Peptides identified by immune cells are called antigens. T cells that recognize antigens can initiate a reaction in which the affected cells are destroyed. In recent years, research teams, including at the TUM, have successfully used this property for cancer treatment. There are different approaches for this. Vaccination with an antigen can stimulate the body to produce enhanced T cells. Another possibility is to enrich T cells that are "trained" to specific antigens and transfer them into the body.

In both cases it is important to know which antigens the T cells can identify viruses or tumors. The number of peptides that can be found on carcinogenic cells and cancer cells is high. The number of potential candidates in the search for suitable antigens is correspondingly high. The authors of the current study identified approximately 100,000 different peptides in tumor tissue samples from 25 skin cancer patients alone. The T-cell peptides are particularly well recognizable on tumors that have mutations, that is, their structure is altered. Which peptides are mutated and how they are altered is usually different from a person who is sick to a diseased person.


So far, the search for the mutated peptides, which are actually presented on tumor cells, was a complex and error-prone process. First, the genome had to be broken down from tumor cells, a process that took itself in itself for one to two weeks. On the basis of the obtained data, prediction programs can be used to calculate which peptides could occur with corresponding changes on the cell surface. Whether these molecules really exist and are presented on the surface had to be found only in lengthy laboratory experiments. 

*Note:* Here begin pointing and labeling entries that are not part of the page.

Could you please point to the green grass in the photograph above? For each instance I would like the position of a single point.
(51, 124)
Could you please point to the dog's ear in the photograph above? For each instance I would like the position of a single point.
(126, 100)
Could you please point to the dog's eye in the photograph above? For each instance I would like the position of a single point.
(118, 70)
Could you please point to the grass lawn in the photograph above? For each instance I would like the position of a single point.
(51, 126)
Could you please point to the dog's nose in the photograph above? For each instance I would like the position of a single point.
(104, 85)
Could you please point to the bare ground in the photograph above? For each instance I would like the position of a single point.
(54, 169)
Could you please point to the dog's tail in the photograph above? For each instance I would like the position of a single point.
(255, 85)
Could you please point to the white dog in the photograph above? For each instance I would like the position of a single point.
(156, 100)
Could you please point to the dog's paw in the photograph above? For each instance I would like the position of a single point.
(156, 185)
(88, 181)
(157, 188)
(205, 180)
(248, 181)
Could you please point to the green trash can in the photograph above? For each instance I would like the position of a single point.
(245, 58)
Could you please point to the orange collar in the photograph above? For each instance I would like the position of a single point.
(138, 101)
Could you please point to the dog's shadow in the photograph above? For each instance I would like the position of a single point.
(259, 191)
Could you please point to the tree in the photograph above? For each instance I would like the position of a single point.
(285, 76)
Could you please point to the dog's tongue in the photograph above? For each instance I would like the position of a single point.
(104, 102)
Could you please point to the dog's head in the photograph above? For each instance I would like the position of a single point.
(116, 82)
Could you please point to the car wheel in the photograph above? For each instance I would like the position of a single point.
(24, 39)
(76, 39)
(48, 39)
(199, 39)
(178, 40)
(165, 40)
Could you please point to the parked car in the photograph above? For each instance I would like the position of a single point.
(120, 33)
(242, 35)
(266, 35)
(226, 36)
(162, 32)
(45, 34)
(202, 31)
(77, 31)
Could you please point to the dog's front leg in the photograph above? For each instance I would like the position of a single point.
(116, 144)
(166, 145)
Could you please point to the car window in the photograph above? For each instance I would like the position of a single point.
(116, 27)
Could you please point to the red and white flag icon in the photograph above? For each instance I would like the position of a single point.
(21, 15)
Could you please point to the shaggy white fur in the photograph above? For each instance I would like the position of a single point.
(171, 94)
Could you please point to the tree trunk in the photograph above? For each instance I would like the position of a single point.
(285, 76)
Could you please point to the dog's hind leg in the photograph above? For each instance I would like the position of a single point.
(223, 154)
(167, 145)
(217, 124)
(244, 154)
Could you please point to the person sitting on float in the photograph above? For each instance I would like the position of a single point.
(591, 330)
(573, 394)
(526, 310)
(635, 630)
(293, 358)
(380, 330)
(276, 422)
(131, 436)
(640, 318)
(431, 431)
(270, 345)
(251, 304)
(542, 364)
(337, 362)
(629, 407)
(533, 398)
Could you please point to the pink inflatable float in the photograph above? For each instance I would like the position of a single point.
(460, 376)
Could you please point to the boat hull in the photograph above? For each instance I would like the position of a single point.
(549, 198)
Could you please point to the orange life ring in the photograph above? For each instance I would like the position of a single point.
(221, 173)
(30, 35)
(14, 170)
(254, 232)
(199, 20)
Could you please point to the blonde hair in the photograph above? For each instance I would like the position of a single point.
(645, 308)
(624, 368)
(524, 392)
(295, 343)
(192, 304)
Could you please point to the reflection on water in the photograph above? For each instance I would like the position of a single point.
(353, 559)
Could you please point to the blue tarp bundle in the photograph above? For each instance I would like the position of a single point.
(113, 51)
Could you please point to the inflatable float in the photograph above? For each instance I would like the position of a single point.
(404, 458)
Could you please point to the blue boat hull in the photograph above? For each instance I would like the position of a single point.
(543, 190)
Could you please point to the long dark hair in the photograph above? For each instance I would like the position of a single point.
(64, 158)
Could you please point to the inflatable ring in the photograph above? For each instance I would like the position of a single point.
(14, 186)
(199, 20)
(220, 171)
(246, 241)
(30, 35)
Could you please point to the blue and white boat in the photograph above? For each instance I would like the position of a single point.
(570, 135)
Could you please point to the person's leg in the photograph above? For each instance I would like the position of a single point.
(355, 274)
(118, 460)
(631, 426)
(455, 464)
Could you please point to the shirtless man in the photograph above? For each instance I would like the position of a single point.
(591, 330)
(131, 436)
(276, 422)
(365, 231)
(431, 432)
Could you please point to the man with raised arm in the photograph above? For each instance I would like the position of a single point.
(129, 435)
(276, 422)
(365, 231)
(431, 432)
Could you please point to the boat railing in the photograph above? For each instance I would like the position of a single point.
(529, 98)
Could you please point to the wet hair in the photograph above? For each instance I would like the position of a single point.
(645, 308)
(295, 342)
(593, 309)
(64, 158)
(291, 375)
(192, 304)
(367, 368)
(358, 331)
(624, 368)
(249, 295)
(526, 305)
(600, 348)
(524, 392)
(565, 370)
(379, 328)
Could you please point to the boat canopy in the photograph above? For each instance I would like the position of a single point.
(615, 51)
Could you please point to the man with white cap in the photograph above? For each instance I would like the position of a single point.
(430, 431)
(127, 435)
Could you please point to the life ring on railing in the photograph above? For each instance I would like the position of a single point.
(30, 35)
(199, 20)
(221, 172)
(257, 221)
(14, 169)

A team led by Angela M. Krackhardt , Professor of Translational Immunotherapy in the III. Medical Clinic of the Klinikum rechts der Isar, TUM and Professor Matthias Mann from the Department of Proteomics and Signal Transduction at the Max Planck Institute for Biochemistry has developed an alternative to this process. In the specialist magazine "Nature Communications", Krackhardt and Mann portray their approach. Unlike previous methods, it is not based on prediction models but on the identification of the peptides presented on the tumor surface using a mass spectrometer.

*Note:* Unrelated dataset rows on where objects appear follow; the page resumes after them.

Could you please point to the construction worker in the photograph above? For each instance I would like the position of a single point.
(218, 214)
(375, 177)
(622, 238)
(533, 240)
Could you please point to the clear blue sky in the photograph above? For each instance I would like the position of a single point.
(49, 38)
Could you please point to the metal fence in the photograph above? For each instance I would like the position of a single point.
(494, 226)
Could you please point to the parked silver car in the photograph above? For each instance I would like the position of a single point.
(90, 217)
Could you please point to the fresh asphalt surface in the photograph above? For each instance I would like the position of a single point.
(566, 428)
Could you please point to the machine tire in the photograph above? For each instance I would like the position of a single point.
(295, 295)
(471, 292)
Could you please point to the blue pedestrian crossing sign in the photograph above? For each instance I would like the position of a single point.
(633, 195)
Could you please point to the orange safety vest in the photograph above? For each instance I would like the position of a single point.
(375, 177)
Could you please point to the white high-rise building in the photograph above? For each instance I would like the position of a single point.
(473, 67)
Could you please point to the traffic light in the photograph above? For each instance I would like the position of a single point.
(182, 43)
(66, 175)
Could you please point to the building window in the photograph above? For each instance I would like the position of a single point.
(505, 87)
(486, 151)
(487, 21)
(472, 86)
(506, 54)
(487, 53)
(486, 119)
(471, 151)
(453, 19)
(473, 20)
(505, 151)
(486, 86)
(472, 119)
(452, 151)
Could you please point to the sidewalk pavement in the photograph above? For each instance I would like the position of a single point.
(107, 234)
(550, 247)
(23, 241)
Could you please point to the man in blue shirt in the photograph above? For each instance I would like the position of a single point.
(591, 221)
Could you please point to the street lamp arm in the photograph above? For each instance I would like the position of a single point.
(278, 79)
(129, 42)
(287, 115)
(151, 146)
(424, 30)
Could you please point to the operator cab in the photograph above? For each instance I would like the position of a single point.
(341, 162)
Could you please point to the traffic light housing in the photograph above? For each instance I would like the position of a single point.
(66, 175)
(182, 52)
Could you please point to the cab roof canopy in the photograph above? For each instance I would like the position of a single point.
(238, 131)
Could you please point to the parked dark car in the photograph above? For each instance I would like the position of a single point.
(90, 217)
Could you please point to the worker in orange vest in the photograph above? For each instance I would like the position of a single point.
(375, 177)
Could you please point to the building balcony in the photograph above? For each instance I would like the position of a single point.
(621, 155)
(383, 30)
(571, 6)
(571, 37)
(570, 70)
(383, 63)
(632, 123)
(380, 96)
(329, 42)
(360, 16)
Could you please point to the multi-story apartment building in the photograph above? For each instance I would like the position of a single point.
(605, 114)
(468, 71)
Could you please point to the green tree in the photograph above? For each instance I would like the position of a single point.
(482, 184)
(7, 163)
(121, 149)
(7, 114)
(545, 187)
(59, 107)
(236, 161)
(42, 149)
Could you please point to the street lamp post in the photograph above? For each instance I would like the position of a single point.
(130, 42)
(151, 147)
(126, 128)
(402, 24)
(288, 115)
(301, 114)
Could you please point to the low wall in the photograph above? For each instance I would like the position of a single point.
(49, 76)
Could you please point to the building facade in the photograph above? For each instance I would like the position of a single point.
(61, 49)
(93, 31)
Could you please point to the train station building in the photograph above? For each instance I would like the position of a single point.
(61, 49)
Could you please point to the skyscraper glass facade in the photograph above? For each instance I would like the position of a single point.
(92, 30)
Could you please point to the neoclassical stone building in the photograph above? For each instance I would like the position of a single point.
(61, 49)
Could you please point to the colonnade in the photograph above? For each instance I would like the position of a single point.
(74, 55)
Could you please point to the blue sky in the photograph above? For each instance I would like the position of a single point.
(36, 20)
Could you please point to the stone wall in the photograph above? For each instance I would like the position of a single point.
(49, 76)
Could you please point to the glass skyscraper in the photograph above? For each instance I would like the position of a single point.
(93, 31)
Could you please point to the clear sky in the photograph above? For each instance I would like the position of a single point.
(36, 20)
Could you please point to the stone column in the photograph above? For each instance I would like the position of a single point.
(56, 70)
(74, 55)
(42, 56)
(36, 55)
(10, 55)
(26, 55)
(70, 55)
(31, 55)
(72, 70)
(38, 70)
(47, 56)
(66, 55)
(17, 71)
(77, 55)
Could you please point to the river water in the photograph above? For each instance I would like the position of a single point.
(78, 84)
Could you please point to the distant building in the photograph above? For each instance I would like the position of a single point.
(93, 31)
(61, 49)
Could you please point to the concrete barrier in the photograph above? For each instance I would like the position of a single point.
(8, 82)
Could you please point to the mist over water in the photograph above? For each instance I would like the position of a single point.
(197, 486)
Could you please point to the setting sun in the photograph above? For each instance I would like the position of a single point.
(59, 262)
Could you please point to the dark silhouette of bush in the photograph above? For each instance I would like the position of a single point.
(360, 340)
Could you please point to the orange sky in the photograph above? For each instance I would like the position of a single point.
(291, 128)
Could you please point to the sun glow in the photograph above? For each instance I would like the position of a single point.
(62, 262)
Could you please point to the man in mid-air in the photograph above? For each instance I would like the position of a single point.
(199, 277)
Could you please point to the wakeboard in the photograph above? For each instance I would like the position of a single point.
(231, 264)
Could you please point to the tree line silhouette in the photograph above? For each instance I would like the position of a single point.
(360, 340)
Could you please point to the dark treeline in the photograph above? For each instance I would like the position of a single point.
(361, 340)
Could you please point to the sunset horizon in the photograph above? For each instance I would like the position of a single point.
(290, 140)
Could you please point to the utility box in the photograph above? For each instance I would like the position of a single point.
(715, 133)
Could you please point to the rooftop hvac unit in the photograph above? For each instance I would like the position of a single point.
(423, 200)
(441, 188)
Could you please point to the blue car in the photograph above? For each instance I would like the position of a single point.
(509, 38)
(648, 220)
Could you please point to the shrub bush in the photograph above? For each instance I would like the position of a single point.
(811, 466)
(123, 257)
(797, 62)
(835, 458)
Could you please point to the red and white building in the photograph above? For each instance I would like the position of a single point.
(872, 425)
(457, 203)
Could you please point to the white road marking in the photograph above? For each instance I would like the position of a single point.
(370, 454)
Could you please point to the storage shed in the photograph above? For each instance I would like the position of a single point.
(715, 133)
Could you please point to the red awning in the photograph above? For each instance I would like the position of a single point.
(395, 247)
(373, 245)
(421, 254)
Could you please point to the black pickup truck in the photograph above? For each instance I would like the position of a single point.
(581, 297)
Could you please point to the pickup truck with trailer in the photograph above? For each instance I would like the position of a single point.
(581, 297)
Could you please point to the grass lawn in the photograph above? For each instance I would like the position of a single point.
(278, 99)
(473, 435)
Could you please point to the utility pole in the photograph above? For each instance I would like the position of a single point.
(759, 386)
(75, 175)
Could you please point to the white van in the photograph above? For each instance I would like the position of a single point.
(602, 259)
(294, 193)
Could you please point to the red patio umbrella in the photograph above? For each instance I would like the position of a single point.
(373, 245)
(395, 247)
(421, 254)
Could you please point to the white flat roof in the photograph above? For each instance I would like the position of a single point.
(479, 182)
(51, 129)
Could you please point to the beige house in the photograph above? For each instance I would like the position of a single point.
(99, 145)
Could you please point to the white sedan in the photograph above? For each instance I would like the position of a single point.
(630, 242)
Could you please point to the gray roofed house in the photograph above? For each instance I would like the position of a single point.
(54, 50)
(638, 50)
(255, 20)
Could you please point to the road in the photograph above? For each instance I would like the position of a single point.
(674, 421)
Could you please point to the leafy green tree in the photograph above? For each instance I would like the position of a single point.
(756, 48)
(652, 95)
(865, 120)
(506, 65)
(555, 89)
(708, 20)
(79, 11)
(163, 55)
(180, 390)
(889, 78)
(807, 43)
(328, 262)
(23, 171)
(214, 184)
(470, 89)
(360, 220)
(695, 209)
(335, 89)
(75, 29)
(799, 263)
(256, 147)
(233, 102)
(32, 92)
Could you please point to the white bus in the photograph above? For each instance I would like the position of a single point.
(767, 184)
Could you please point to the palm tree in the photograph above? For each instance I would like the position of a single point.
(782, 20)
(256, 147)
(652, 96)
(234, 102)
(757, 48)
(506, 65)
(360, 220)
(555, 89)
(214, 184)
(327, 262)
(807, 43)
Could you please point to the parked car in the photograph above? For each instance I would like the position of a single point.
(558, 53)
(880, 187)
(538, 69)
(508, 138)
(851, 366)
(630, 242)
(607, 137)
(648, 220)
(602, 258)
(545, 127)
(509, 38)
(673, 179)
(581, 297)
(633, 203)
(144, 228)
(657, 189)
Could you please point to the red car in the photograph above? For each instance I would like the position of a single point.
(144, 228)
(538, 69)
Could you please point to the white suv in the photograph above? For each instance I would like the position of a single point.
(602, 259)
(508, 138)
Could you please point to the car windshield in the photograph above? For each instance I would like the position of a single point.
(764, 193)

The gene sequence, ie the blueprint of the tumor cells, is also broken down for the new method. In parallel, the peptides are detached from the surface of the tumor tissue and examined by mass spectrometry. In simple terms, the device will identify the molecules present on the tissue surface of the tumors. If both information are combined, the actual antigens that contain mutations can be found with a high hit rate.

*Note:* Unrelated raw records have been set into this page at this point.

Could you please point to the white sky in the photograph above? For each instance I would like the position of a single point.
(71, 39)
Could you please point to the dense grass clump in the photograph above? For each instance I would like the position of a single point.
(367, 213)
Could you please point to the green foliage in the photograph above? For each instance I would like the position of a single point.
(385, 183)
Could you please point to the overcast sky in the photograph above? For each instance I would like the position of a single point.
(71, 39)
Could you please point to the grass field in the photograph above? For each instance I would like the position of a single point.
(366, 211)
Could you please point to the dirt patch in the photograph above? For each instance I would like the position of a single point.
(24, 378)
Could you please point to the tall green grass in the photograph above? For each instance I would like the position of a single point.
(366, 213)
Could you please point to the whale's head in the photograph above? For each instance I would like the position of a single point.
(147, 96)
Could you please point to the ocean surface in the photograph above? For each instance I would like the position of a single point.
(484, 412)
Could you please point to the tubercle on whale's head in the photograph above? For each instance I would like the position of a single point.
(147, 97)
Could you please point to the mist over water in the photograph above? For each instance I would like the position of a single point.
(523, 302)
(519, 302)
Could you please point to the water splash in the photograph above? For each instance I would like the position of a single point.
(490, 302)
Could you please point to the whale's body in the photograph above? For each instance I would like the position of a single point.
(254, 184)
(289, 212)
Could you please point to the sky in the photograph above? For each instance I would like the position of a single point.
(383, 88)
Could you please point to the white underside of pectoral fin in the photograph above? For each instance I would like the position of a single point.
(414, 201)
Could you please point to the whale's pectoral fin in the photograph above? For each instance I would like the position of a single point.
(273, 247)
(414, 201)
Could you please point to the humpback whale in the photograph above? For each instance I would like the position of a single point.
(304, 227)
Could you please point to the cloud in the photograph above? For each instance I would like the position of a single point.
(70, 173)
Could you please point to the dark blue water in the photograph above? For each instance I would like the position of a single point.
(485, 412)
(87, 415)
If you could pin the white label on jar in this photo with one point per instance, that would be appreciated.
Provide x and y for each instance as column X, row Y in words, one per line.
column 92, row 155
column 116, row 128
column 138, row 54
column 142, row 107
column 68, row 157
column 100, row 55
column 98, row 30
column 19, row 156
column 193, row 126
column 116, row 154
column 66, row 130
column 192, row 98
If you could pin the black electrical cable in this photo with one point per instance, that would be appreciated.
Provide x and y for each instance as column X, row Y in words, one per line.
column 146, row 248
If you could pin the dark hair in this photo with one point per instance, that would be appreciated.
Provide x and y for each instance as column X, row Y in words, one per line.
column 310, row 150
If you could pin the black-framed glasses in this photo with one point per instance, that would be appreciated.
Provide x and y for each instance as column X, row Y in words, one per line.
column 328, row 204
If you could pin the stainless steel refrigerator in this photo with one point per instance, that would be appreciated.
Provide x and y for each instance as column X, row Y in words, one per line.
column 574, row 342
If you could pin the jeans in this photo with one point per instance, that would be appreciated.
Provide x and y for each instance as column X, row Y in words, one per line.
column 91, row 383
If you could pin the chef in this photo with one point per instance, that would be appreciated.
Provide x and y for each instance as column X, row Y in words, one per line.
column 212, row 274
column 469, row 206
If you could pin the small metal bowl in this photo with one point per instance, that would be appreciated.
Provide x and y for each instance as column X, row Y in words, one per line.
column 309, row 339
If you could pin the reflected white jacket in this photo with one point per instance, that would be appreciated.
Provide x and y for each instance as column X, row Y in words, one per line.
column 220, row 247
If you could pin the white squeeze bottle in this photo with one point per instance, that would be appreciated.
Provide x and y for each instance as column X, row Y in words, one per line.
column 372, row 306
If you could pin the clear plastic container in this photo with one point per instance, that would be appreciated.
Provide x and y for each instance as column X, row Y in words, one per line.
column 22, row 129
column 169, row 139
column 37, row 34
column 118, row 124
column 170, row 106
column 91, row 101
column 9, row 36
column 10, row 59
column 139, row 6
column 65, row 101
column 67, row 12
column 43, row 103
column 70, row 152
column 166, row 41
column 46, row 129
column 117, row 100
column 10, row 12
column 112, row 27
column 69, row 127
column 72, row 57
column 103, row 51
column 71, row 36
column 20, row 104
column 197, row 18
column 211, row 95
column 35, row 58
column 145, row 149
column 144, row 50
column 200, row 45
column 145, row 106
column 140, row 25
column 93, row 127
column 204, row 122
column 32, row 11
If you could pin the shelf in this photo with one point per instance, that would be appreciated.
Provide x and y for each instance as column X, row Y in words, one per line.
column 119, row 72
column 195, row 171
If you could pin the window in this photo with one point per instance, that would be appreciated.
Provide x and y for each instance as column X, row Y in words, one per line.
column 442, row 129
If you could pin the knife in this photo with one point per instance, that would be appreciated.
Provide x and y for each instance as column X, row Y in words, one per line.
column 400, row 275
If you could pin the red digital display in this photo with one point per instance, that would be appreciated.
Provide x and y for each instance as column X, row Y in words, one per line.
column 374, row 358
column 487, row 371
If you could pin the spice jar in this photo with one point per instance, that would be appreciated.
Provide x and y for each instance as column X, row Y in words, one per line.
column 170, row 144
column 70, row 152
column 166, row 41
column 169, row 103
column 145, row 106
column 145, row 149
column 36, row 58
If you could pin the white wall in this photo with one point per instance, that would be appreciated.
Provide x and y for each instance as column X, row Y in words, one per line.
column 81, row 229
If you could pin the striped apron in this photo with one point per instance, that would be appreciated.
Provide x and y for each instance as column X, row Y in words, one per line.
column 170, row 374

The team around Krackhardt and Mann was able to demonstrate the clinical relevance of the new method: in the blood of skin cancer patients, they found T cells that used antigens for the detection of tumor cells that could previously be identified using mass spectrometry. 

The new approach offers numerous advantages. By eliminating simulations and laboratory tests, he provides information on mutated peptides in the tumor cells in much shorter time. "For the first time, we investigated not only cultured, genetically identical cells in the mass spectrometer, but inhomogeneous tumor tissue from real patients," Matthiasmann adds. "This allows us a much more differentiated view of the molecular properties of the tumor." In addition, the method is particularly sensitive. As a result, promising research approaches, such as the role of phosphorylated peptides, have already emerged from the data of the current study. 

According to Angela Krackhardt, there is little to hinder a clinical application of the method. "Our approach opens up new possibilities for personalized treatment of cancer," Krackhardt adds. "By accelerating the identification of suitable antigens, we would be able to provide individual vaccines or T-cell therapies for our patients within a reasonable time period of weeks to a few months."